Existing projects running on any GitLab instance or GitLab.com can be exported with all their related data and be moved into a new GitLab instance.

The GitLab import/export button is displayed if the project import option is enabled.

See also:

To set up a project import/export:

  1. On the top bar, go to Menu > Admin > Settings > General > Visibility and access controls.
  2. Scroll to Import sources.
  3. Enable the desired Import sources.

Important notes

Note the following:

  • Before you can import a project, you must export the data first. See Export a project and its data for how you can export a project through the UI.
  • Imports from a newer version of GitLab are not supported. The Importing GitLab version must be greater than or equal to the Exporting GitLab version.
  • Imports fail unless the import and export GitLab instances are compatible as described in the Version history.
  • Exports are generated in your configured shared_path, a temporary shared directory, and are moved to your configured uploads_directory. Every 24 hours, a specific worker deletes these export files.
  • Group members are exported as project members, as long as the user has a maintainer or administrator role in the group where the exported project lives.
  • Project members with the Owner role are imported as Maintainers.
  • Imported users can be mapped by their public email on self-managed instances, if an administrative user (not an owner) does the import. The public email is not set by default. Users must set it in their profiles for mapping to work correctly. Additionally, the user must be an existing member of the namespace, or the user can be added as a member of the project for contributions to be mapped. Otherwise, a supplementary comment is left to mention that the original author and the MRs, notes, or issues are owned by the importer.
  • If an imported project contains merge requests originating from forks, then new branches associated with such merge requests are created in a project during the import/export. Thus, the number of branches in the exported project could be bigger than in the original project.
  • Deploy keys allowed to push to protected branches are not exported. Therefore, you must recreate this association by first enabling these deploy keys in your imported project and then updating your protected branches accordingly.

Version history

14.0+

In GitLab 14.0, the JSON format is no longer supported for project and group exports. To allow for a transitional period, you can still import any JSON exports. The new format for imports and exports is NDJSON.

13.0+

Starting with GitLab 13.0, GitLab can import bundles that were exported from a different GitLab deployment. This ability is limited to two previous GitLab minor releases, which is similar to our process for Security Releases.

For example:

Current version Can import bundles exported from
13.0 13.0, 12.10, 12.9
13.1 13.1, 13.0, 12.10

12.x

Prior to 13.0 this was a defined compatibility table:

Exporting GitLab version Importing GitLab version
11.7 to 12.10 11.7 to 12.10
11.1 to 11.6 11.1 to 11.6
10.8 to 11.0 10.8 to 11.0
10.4 to 10.7 10.4 to 10.7
10.3 10.3
10.0 to 10.2 10.0 to 10.2
9.4 to 9.6 9.4 to 9.6
9.2 to 9.3 9.2 to 9.3
8.17 to 9.1 8.17 to 9.1
8.13 to 8.16 8.13 to 8.16
8.12 8.12
8.10.3 to 8.11 8.10.3 to 8.11
8.10.0 to 8.10.2 8.10.0 to 8.10.2
8.9.5 to 8.9.11 8.9.5 to 8.9.11
8.9.0 to 8.9.4 8.9.0 to 8.9.4

Projects can be exported and imported only between versions of GitLab with matching Import/Export versions.

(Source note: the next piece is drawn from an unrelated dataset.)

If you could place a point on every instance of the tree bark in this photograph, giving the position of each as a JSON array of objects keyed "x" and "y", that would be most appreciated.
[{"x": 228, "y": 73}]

For example, 8.10.3 and 8.11 have the same Import/Export version (0.1.3) and the exports between them are compatible.

Between CE and EE

You can export projects from the Community Edition to the Enterprise Edition and vice versa. This assumes version history requirements are met.

If you're exporting a project from the Enterprise Edition to the Community Edition, you may lose data that is retained only in the Enterprise Edition. For more information, see downgrading from EE to CE.

Exported contents

The following items are exported:

  • Project and wiki repositories
  • Project uploads
  • Project configuration, excluding integrations
  • Issues with comments, merge requests with diffs and comments, labels, milestones, snippets, time tracking, and other project entities
  • Design Management files and data
  • LFS objects
  • Issue boards
  • Pipelines history
  • Push Rules
  • Awards

The following items are not exported:

  • Build traces and artifacts
  • Container registry images
  • CI/CD variables
  • Pipeline triggers
  • Webhooks
  • Any encrypted tokens
  • Merge Request Approvers
  • Repository size limits

These content rules also apply to creating projects from templates on the group or instance levels, because the same export and import mechanisms are used.

NOTE: For more details on the specific data persisted in a project export, see the import_export.yml file.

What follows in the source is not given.